Adrenal fatigue is not accepted as a valid diagnosis by the conventional medical community but is nevertheless affecting many of my patients. Nutrition-related changes work synergistically with other lifestyle modalities to restore adrenal function and rebuild the adrenal reserve. When working with these patients, I address blood sugar, remove symptom triggers, and replace nutrients that are missing or in higher demand. I often recommend small, frequent, protein and fiber-containing meals along with eliminating processed foods, refined sugars, and artificial sweeteners. I also remove caffeine and alcohol, since both can affect sleep quality and stimulate the adrenal glands, exacerbating symptoms. If symptoms persist, I recommend a full elimination diet to determine other possible symptom triggers.

I encourage nine servings of vegetables with several of those being leafy greens to maximize nutrient intake and I provide targeted supplementation surrounding the B vitamins, vitamin C, and magnesium.
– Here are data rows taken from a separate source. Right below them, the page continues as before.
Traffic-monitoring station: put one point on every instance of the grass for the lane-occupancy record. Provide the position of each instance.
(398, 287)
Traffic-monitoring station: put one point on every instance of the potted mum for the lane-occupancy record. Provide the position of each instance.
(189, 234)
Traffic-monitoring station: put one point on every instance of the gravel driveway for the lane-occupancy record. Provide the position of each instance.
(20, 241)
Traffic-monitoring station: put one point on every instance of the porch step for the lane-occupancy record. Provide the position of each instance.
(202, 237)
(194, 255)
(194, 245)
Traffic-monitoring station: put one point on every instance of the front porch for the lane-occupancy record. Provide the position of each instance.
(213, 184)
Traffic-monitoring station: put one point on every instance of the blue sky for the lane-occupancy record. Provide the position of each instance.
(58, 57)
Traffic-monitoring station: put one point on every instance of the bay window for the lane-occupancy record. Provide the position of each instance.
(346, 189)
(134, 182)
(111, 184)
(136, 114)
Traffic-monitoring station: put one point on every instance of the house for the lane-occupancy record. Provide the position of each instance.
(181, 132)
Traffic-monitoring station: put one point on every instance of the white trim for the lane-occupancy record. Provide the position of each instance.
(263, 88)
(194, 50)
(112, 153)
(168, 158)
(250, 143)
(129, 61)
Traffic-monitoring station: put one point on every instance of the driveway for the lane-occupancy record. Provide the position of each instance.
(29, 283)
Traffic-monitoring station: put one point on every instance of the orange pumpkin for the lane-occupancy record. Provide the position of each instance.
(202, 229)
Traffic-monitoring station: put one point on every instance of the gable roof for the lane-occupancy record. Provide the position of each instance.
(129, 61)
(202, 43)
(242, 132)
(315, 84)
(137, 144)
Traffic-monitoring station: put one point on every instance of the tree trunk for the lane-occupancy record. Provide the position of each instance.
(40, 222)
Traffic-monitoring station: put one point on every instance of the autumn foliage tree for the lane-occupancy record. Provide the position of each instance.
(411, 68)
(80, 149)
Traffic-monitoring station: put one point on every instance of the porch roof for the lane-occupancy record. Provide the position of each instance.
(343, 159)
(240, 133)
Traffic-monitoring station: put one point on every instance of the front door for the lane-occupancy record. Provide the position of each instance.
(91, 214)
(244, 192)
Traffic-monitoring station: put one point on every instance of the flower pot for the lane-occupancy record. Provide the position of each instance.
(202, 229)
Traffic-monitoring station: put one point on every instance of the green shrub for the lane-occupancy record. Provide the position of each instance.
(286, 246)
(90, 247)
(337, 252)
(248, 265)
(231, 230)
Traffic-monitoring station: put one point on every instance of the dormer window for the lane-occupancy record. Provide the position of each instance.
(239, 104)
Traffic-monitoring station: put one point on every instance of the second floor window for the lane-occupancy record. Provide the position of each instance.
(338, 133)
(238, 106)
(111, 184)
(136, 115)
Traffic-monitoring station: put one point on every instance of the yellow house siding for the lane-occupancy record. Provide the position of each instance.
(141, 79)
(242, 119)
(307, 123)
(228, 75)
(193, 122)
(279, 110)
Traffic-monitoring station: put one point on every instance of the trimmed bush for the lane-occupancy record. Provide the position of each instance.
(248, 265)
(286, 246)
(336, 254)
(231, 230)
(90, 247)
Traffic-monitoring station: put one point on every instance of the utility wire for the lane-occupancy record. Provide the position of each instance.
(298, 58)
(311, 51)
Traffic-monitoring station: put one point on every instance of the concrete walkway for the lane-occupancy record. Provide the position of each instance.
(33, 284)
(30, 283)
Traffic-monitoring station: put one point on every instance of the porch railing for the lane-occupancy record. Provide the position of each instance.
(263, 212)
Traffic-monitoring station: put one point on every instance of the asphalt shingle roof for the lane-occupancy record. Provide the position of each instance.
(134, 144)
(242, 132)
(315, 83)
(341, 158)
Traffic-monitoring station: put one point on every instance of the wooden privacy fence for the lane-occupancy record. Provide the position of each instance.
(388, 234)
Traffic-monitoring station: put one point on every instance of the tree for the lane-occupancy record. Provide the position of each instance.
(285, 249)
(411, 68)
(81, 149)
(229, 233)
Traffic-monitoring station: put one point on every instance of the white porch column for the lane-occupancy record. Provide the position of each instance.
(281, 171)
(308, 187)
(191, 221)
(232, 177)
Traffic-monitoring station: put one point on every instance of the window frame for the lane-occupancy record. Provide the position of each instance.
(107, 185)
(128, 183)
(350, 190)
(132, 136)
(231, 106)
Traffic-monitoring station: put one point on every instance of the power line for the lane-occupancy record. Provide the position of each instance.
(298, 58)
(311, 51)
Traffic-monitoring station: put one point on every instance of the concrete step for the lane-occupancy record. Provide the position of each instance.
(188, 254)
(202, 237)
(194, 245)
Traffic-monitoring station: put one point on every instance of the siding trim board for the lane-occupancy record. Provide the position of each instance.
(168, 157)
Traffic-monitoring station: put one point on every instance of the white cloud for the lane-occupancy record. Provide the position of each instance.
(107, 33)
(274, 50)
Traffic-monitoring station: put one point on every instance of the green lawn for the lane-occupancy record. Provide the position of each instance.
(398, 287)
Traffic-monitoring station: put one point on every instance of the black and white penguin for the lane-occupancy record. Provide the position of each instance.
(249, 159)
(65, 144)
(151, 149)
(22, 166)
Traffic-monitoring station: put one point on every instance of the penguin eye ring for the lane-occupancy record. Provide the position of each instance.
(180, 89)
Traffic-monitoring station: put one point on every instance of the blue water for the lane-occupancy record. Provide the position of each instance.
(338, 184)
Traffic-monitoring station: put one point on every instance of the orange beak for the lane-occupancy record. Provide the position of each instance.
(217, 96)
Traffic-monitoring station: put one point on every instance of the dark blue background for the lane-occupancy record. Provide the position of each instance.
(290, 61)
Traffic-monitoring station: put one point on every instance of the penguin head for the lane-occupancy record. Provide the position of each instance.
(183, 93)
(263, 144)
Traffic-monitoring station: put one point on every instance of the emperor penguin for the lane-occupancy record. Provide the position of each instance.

Other nutritional supplements I consider for my patients experiencing adrenal dysfunction include a multivitamin-mineral to fill the gaps, omega-3 fatty acids to decrease inflammation, vitamin D3 to boost the immune system, and a probiotic to target gut health.

A nutrition plan to restore the adrenal reserve may include:

  • Small, frequent, protein and fiber containing meals
  • Elimination of processed foods, refined sugars, and artificial sweeteners
  • Discourage caffeine and alcohol consumption
  • Encourage at least nine servings of vegetables daily with several servings of leafy greens per day
  • Personalized nutrient supplementation, including B vitamins, vitamin C, magnesium, omega-3 fatty acids, vitamin D3, and a probiotic
  • Possible full elimination diet for a minimum of four weeks if significant relief is not realized with initial nutrition-related recommendations

Case study

Dene is a 30-year-old female referred for digestive distress, stubborn weight gain, and sleep disturbance. When I met Dene, she complained of abdominal bloating after meals and inability to lose weight despite intense workouts. She had stopped weighing herself five months prior to our meeting due to previous weight obsession and feeling depressed after stepping on the scale. 
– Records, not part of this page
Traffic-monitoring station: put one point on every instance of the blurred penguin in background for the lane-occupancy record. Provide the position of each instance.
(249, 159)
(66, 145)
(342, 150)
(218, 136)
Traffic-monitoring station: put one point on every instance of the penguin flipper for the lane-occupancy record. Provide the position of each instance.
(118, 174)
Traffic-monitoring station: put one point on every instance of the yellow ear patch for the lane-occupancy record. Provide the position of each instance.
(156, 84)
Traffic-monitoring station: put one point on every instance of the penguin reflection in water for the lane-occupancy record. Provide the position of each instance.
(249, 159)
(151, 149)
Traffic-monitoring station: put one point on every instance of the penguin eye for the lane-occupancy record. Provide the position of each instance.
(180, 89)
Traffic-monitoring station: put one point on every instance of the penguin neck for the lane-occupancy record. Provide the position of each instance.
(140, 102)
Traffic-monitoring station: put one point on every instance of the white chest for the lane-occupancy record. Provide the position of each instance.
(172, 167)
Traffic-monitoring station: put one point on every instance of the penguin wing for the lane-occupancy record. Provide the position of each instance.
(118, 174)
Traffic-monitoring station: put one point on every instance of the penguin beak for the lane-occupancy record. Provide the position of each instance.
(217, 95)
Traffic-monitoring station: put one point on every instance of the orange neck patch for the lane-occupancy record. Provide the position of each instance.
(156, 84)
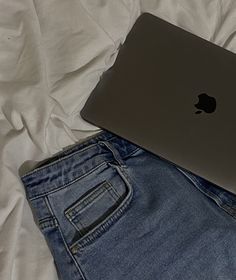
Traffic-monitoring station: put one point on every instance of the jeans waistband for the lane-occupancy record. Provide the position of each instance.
(76, 161)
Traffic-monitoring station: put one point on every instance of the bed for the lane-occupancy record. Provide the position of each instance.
(52, 54)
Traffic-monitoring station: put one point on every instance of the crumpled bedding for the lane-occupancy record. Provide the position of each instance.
(52, 54)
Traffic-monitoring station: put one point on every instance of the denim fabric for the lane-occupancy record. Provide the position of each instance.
(110, 210)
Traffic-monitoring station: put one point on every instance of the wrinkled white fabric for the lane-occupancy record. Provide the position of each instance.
(52, 53)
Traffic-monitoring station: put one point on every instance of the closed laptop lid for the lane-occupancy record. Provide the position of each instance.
(172, 93)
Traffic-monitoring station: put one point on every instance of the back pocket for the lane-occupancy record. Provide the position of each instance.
(94, 207)
(95, 210)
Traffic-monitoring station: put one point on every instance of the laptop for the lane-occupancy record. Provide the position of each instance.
(173, 94)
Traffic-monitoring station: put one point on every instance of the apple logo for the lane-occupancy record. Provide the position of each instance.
(206, 103)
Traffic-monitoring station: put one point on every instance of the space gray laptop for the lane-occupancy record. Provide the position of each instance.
(174, 94)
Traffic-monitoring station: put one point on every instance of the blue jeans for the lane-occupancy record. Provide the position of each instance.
(110, 210)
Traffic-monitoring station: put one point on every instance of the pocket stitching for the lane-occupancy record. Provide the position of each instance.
(104, 226)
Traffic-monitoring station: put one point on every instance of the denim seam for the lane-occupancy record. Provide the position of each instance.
(56, 161)
(220, 203)
(70, 183)
(63, 157)
(82, 176)
(114, 152)
(103, 227)
(48, 223)
(75, 225)
(113, 190)
(213, 196)
(66, 245)
(71, 255)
Dene described her job as very stressful, she was exercising excessively, and complained of terrible self-esteem. She had recently begun seeing a therapist due to mood changes and feeling depressed. She followed a gluten and dairy-free diet and allowed herself a less-restrictive meal one day per week. Her initial symptoms score indicated severe symptoms and she documented mood swings, anxiety, anger, and depression. 
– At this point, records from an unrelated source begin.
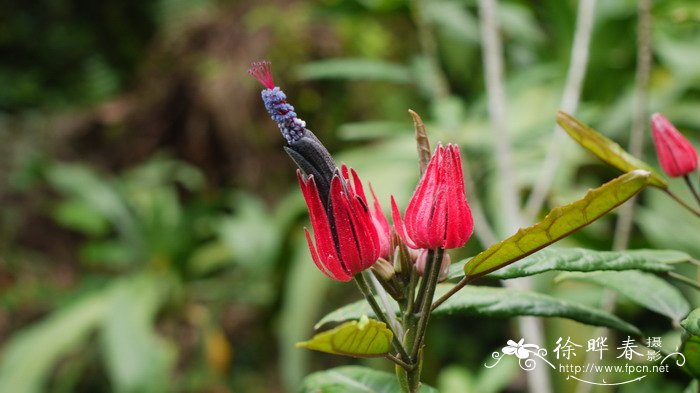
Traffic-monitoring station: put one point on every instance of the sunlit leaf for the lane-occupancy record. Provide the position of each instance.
(354, 379)
(363, 338)
(500, 303)
(605, 149)
(644, 289)
(582, 260)
(560, 222)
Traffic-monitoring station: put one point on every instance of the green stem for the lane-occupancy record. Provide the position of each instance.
(692, 189)
(684, 280)
(427, 299)
(404, 365)
(680, 201)
(461, 284)
(367, 293)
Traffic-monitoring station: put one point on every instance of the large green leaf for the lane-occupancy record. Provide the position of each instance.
(137, 359)
(363, 338)
(355, 69)
(353, 379)
(29, 356)
(582, 260)
(560, 222)
(501, 303)
(605, 149)
(644, 289)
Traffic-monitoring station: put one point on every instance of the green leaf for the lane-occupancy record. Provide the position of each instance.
(644, 289)
(690, 348)
(29, 356)
(582, 260)
(137, 359)
(610, 152)
(560, 222)
(364, 338)
(691, 323)
(354, 379)
(499, 303)
(355, 69)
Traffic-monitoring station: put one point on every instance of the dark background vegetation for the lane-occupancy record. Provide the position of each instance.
(151, 233)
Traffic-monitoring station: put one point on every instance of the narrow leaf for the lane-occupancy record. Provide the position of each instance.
(582, 260)
(560, 222)
(354, 379)
(691, 323)
(363, 338)
(610, 152)
(644, 289)
(499, 303)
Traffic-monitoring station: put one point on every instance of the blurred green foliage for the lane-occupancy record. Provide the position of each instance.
(156, 275)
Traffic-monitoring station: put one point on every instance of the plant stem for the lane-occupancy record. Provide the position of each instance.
(461, 284)
(578, 63)
(427, 301)
(404, 365)
(684, 280)
(623, 228)
(424, 280)
(692, 189)
(680, 201)
(364, 288)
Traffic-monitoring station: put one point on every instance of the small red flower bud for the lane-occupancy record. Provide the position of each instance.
(438, 215)
(676, 154)
(348, 235)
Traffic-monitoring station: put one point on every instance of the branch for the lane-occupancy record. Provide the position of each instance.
(569, 103)
(623, 228)
(495, 89)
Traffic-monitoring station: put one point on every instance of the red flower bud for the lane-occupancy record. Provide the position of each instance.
(347, 234)
(438, 214)
(676, 154)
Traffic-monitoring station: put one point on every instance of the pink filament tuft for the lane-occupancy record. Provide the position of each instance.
(261, 71)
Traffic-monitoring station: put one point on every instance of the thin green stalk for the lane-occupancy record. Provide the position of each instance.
(692, 189)
(411, 290)
(427, 301)
(461, 284)
(424, 279)
(367, 293)
(684, 280)
(404, 365)
(680, 201)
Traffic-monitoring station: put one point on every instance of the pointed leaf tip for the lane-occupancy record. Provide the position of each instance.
(364, 338)
(605, 149)
(559, 223)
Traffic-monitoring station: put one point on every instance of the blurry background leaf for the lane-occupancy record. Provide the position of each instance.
(353, 379)
(137, 359)
(642, 288)
(28, 358)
I suspected adrenal fatigue as a root cause of her symptoms and salivary cortisol testing revealed phase three adrenal fatigue with low levels of both cortisol and dehydroepiandrosterone (DHEA). The initial nutrition plan included:

  1. Fifteen minutes of meditation twice per day
  2. Continue the gluten and dairy-free diet, consume nine servings of vegetables per day, and consider a full elimination diet
  3. Proper sleep hygiene
  4. Supplements including:
    • Multivitamin-mineral
    • Probiotic
    • Vitamin C, 750 milligrams
    • B Complex
    • Magnesium, 400 milligrams
    • Adrenal formula
    • DHEA, 5 milligrams
  5. Decrease exercise to only four days per week and reduce the intensity of training

I felt an elimination diet would be very beneficial for Dene based on her symptoms, but she was skeptical and didn’t want to implement that change right away. She focused on supplements and remained gluten and dairy-free but didn’t experience the results she had hoped for.

After the second month, she implemented a full elimination food plan. At her four-month follow up, she reported, she was sleeping better, wasn’t as moody, and noticed weight loss due to the way her clothes fit. While on the elimination diet, she said the weight dropped quickly, perceived inflammation decreased, and she had more muscle tone.

After five months, Dene reported much improvement in energy, sleep, digestive symptoms, sinus congestion, weight and fluid retention, and excessive sweating.

Dene has continued the whole foods, plant-based diet. She does not like taking supplements, so she discontinued the probiotic and opted instead for fermented foods daily. She discontinued the adrenal formula, DHEA, and magnesium, but said she plans to continue the multivitaminmineral, B complex, and vitamin C supplements.

She has restored her adrenal reserve with nutrition-related strategies, healthy stress management techniques, and by allowing her body the opportunity to rest and recover.